This is the port of Between-class Examples for Deep Sound Recognition to PyTorch. Dataset generation was taken from the original repo.
Implementation of Learning from Between-class Examples for Deep Sound Recognition by Yuji Tokozume, Yoshitaka Ushiku, and Tatsuya Harada (ICLR 2018).
This also contains training of EnvNet: Learning Environmental Sounds with End-to-end Convolutional Neural Network (Yuji Tokozume and Tatsuya Harada, ICASSP 2017).1
- Between-class (BC) learning
- We generate between-class examples by mixing two training examples belonging to different classes with a random ratio.
- We then input the mixed data to the model and train the model to output the mixing ratio.

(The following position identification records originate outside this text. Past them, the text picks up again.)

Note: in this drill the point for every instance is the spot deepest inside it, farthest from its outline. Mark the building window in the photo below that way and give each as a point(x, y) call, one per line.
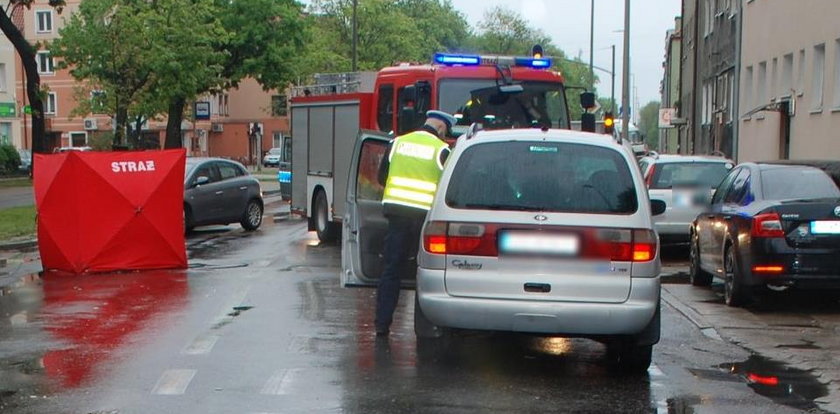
point(787, 75)
point(748, 89)
point(50, 106)
point(761, 87)
point(278, 105)
point(800, 76)
point(818, 77)
point(78, 139)
point(277, 138)
point(43, 21)
point(97, 102)
point(836, 102)
point(45, 63)
point(5, 133)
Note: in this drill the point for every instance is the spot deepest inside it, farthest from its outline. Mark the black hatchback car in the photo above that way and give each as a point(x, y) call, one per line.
point(770, 226)
point(220, 191)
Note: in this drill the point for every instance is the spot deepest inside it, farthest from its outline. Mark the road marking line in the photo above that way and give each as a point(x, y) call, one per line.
point(174, 382)
point(236, 300)
point(280, 382)
point(202, 345)
point(300, 344)
point(654, 371)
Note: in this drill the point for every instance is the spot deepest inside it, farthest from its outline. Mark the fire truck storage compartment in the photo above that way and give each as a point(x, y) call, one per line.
point(332, 128)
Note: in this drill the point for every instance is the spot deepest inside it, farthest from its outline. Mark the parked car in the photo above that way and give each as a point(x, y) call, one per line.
point(219, 191)
point(770, 226)
point(25, 160)
point(685, 183)
point(542, 232)
point(65, 149)
point(272, 157)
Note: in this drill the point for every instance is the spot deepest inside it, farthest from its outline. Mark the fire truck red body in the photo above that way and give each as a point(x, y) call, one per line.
point(327, 117)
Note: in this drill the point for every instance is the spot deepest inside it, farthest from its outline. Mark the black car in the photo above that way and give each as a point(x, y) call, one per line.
point(220, 191)
point(770, 226)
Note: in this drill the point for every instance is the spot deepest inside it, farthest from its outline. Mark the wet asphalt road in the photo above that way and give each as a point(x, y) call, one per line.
point(258, 324)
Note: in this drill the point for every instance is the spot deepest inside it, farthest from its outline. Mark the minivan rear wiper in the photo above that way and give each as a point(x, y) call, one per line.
point(502, 207)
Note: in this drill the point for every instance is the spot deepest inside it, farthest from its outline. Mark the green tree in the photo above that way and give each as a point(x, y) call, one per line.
point(649, 123)
point(506, 32)
point(106, 44)
point(27, 56)
point(258, 38)
point(388, 32)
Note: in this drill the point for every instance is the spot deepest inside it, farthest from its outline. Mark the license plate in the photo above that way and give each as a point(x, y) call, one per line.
point(825, 227)
point(533, 243)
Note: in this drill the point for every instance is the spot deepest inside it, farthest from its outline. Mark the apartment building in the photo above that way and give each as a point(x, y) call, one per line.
point(711, 30)
point(669, 138)
point(9, 106)
point(241, 123)
point(790, 89)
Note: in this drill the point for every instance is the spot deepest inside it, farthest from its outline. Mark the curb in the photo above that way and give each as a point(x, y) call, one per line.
point(687, 311)
point(23, 244)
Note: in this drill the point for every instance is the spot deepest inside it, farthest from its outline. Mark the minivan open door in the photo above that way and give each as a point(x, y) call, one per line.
point(363, 236)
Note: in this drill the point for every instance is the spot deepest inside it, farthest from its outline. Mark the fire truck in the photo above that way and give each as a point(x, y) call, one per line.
point(329, 116)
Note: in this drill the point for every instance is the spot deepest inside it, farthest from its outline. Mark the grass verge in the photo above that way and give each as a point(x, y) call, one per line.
point(15, 182)
point(17, 222)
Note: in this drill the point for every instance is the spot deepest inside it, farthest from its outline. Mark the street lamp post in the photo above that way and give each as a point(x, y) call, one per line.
point(612, 84)
point(355, 37)
point(592, 45)
point(625, 83)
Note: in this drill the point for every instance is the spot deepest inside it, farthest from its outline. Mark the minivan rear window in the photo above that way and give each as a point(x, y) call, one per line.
point(689, 174)
point(542, 176)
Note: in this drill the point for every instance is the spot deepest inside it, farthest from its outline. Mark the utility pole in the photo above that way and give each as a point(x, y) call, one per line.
point(612, 84)
point(355, 37)
point(625, 77)
point(591, 45)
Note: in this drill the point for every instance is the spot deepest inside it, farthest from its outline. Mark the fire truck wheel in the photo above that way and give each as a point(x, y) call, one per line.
point(323, 226)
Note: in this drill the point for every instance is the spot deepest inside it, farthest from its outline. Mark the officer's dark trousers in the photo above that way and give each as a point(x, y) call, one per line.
point(401, 243)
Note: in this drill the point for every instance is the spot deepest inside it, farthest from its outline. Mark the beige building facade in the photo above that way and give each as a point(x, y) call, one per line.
point(242, 123)
point(9, 106)
point(790, 80)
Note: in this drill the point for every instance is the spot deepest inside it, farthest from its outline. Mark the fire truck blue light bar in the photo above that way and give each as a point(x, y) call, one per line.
point(447, 59)
point(536, 63)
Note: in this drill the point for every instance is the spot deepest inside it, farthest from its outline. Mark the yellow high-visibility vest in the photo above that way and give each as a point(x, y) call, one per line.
point(415, 170)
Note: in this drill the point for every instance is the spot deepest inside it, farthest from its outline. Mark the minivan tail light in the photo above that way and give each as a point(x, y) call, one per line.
point(622, 245)
point(468, 239)
point(767, 225)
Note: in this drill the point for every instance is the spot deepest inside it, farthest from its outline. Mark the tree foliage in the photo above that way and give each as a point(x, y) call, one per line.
point(152, 57)
point(649, 123)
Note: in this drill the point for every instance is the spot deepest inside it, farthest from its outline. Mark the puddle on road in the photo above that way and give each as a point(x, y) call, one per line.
point(784, 385)
point(60, 329)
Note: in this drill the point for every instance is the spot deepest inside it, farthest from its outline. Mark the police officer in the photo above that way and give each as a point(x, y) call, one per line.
point(410, 175)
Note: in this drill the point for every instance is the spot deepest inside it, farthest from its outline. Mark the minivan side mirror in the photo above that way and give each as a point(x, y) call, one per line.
point(657, 207)
point(201, 180)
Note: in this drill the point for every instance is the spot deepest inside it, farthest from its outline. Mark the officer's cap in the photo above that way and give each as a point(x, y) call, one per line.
point(443, 116)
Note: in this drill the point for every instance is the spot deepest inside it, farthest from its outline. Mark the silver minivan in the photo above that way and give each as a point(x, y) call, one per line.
point(547, 232)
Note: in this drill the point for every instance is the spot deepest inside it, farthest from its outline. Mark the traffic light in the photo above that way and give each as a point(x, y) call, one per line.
point(536, 51)
point(609, 123)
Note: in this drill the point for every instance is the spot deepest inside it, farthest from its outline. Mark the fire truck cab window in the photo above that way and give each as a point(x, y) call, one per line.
point(413, 102)
point(385, 108)
point(538, 104)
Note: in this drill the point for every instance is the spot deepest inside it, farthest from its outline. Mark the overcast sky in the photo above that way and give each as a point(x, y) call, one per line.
point(567, 22)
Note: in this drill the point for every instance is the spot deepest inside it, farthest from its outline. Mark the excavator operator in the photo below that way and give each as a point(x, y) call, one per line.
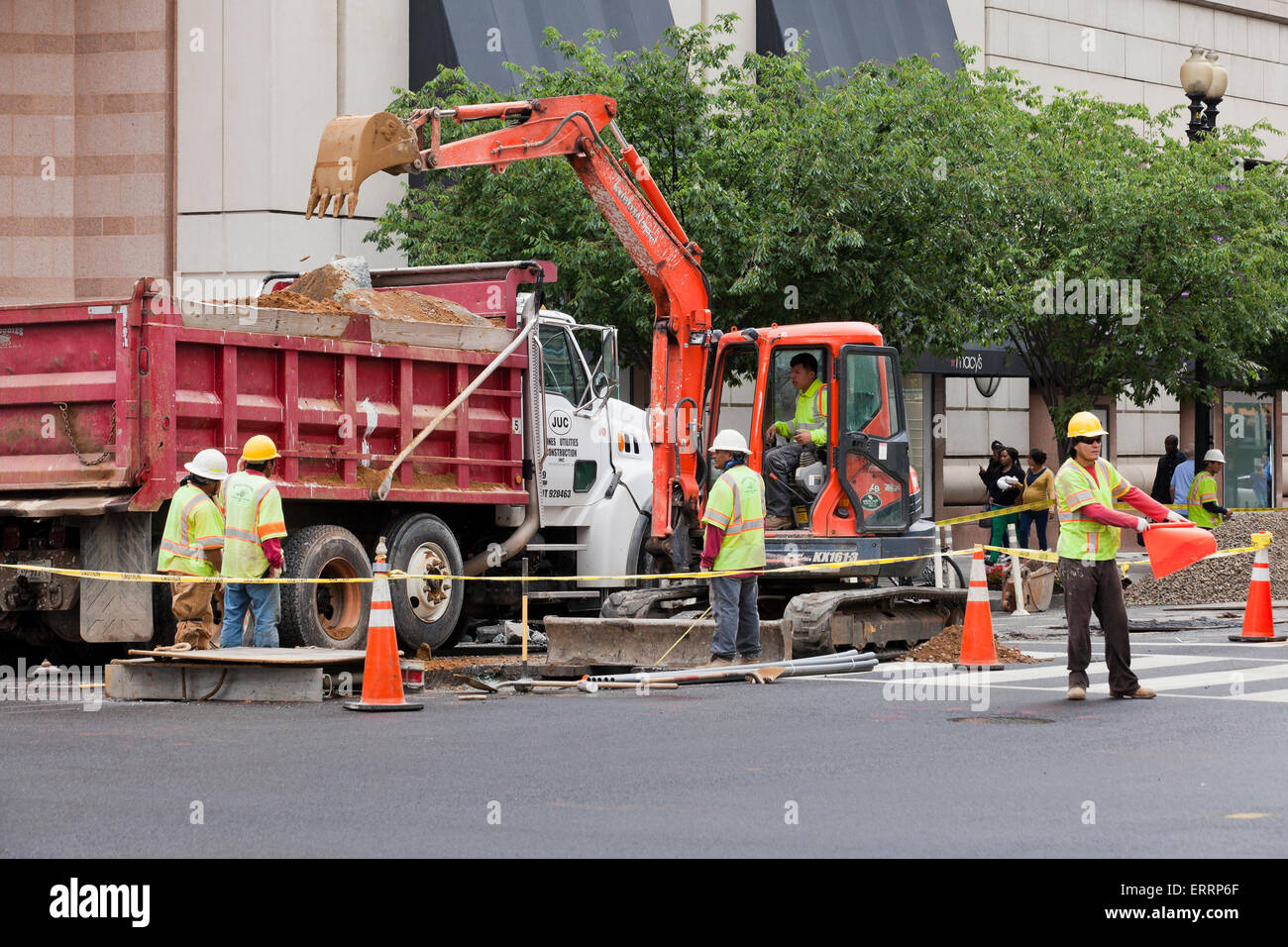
point(805, 432)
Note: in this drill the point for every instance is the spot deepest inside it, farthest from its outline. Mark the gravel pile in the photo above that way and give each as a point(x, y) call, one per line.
point(947, 647)
point(1218, 579)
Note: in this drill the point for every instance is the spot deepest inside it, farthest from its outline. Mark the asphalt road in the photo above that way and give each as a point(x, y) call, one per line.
point(823, 767)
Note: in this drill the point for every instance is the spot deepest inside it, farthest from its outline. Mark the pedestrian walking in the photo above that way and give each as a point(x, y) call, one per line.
point(1201, 502)
point(1172, 458)
point(254, 528)
point(1038, 487)
point(734, 541)
point(1181, 479)
point(1005, 487)
point(192, 545)
point(806, 432)
point(1086, 488)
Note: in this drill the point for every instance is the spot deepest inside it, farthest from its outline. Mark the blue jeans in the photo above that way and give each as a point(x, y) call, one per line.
point(737, 616)
point(266, 604)
point(1035, 517)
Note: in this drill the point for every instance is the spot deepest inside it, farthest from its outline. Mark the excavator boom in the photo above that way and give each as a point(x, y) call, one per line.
point(356, 147)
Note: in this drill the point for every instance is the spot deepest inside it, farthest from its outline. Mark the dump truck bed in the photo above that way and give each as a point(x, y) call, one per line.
point(112, 397)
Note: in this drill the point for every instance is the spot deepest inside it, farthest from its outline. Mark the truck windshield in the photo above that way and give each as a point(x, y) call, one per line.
point(563, 372)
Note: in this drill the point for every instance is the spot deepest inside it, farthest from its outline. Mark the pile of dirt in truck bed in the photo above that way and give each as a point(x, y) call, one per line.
point(947, 647)
point(344, 285)
point(284, 299)
point(334, 281)
point(408, 305)
point(1218, 579)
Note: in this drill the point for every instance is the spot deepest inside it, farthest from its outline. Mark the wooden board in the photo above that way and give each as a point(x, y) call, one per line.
point(252, 318)
point(278, 657)
point(172, 682)
point(441, 335)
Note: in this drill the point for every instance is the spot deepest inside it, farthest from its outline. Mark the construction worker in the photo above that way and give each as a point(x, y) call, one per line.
point(1086, 488)
point(254, 527)
point(192, 545)
point(735, 541)
point(805, 432)
point(1201, 502)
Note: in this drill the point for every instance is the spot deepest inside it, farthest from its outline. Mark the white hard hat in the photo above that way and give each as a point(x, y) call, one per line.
point(209, 464)
point(732, 441)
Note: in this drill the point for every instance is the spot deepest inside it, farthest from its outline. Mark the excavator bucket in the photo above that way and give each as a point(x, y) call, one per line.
point(355, 147)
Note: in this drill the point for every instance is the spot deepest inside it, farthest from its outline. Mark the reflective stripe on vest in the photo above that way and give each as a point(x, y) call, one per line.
point(244, 552)
point(1202, 488)
point(1081, 538)
point(180, 551)
point(743, 519)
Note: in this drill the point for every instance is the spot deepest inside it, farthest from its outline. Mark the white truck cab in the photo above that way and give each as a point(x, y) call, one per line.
point(593, 463)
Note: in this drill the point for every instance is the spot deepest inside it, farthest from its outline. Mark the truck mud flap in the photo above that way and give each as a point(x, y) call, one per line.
point(116, 611)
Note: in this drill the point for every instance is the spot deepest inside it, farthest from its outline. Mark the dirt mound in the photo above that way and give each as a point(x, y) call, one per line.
point(286, 299)
point(947, 647)
point(1218, 579)
point(334, 281)
point(408, 305)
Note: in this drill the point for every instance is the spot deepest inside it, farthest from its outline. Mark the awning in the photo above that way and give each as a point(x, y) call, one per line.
point(481, 35)
point(845, 33)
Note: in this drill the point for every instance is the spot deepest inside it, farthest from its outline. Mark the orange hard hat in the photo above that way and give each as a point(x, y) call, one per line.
point(259, 449)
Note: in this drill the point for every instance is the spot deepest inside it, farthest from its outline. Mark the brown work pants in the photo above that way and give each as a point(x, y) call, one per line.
point(191, 603)
point(1096, 586)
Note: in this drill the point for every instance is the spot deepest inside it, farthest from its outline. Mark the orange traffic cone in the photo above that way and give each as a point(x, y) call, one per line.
point(1258, 621)
point(381, 676)
point(978, 648)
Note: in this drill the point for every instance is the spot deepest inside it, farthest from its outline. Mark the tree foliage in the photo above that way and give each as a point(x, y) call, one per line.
point(931, 204)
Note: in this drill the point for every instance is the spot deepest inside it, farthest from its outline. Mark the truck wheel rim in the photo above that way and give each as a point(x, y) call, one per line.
point(339, 605)
point(430, 596)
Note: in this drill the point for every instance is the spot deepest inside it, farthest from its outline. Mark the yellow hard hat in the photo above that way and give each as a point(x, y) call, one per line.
point(259, 449)
point(1085, 424)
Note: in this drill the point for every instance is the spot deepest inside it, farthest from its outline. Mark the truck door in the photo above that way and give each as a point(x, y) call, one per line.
point(872, 460)
point(570, 471)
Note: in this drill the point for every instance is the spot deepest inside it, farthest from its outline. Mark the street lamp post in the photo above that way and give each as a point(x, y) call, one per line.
point(1203, 80)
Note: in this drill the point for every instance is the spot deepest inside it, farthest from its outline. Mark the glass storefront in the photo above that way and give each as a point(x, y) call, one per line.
point(1248, 475)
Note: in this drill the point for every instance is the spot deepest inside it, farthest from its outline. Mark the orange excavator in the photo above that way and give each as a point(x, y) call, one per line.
point(854, 497)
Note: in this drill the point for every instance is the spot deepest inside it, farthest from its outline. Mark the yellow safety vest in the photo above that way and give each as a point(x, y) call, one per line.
point(1202, 489)
point(810, 415)
point(253, 513)
point(1074, 488)
point(193, 526)
point(737, 505)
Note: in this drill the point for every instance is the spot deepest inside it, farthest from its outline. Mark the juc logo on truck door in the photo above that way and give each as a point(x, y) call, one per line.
point(561, 423)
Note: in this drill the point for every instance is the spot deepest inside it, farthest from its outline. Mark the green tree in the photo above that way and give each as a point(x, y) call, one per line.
point(930, 204)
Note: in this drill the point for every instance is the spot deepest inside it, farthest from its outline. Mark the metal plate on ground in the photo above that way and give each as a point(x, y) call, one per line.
point(232, 682)
point(286, 657)
point(643, 642)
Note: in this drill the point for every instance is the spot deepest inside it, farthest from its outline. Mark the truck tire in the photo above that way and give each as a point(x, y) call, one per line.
point(425, 611)
point(325, 616)
point(112, 611)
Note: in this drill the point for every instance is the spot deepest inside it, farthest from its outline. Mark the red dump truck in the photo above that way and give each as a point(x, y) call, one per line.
point(101, 405)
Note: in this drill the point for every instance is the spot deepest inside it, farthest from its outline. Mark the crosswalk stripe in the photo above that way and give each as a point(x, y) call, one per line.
point(1188, 682)
point(1026, 673)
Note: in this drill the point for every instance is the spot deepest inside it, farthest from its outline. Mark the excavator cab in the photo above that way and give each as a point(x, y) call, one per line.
point(859, 479)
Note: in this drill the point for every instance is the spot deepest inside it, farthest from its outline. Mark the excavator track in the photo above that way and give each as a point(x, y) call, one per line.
point(820, 622)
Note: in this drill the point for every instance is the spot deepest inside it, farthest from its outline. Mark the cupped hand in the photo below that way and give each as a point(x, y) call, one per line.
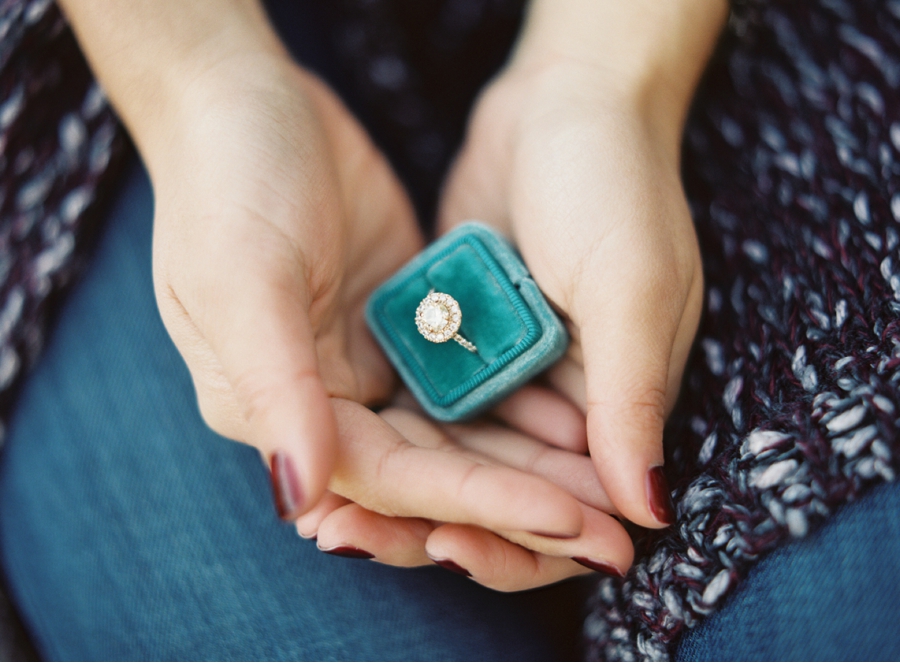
point(275, 218)
point(586, 183)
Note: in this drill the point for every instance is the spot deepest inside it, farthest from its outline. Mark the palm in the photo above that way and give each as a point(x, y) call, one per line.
point(594, 202)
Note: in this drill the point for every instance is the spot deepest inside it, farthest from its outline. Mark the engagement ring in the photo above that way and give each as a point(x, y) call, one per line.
point(438, 317)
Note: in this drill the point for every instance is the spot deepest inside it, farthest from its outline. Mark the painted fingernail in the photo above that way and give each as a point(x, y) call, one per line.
point(599, 566)
point(349, 552)
point(560, 536)
point(660, 498)
point(452, 566)
point(285, 485)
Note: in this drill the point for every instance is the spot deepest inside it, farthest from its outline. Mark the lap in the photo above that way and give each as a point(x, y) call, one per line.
point(128, 530)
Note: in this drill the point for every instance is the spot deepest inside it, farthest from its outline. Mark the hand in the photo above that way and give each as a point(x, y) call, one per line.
point(590, 192)
point(275, 219)
point(463, 475)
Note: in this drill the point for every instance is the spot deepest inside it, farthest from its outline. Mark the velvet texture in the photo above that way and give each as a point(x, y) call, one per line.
point(503, 313)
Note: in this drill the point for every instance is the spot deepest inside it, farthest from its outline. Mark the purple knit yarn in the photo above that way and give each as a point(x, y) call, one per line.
point(790, 404)
point(58, 140)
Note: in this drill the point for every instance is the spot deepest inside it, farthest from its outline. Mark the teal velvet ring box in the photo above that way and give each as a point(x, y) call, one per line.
point(503, 315)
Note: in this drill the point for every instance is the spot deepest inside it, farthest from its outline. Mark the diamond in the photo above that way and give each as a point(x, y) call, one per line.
point(434, 316)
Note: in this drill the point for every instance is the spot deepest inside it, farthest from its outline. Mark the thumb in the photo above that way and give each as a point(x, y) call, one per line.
point(266, 346)
point(635, 345)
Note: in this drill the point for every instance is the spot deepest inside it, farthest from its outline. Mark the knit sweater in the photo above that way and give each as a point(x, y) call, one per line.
point(792, 167)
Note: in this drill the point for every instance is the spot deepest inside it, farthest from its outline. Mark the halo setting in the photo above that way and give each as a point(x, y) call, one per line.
point(438, 318)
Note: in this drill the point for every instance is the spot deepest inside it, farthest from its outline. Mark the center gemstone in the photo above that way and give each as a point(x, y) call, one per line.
point(434, 316)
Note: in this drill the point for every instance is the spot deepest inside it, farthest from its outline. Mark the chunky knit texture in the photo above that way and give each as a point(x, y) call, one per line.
point(790, 405)
point(792, 166)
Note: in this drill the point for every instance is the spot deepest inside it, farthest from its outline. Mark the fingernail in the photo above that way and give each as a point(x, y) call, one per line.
point(285, 485)
point(599, 566)
point(660, 498)
point(560, 536)
point(452, 566)
point(349, 552)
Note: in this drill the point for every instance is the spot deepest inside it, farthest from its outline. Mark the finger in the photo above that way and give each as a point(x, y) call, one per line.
point(352, 531)
point(381, 470)
point(545, 415)
point(603, 543)
point(262, 336)
point(573, 472)
point(494, 562)
point(308, 523)
point(632, 344)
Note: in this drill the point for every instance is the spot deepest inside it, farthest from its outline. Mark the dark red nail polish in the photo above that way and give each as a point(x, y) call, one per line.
point(599, 566)
point(560, 536)
point(349, 552)
point(659, 495)
point(452, 566)
point(285, 485)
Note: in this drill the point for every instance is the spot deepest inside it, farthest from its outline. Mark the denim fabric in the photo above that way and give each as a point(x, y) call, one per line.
point(833, 596)
point(128, 530)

- Training of EnvNet on ESC-50, ESC-10 [1], and UrbanSound8K [2] datasets
-
Template:
python main.py --dataset [esc50, esc10, or urbansound8k] --netType [envnet or envnetv2] --data path/to/dataset/directory/ (--BC) (--strongAugment)
-
Recipes:
-
Standard learning of EnvNet on ESC-50 (around 29% error2):
python main.py --dataset esc50 --netType envnet --data path/to/dataset/directory/
-
-
Notes:
- Please check opts.py for other command line arguments.
Between-class Learning for Image Clasification (github)
[1] Karol J Piczak. Esc: Dataset for environmental sound classification. In ACM Multimedia, 2015.
[2] Justin Salamon, Christopher Jacoby, and Juan Pablo Bello. A dataset and taxonomy for urban sound research. In ACM Multimedia, 2014.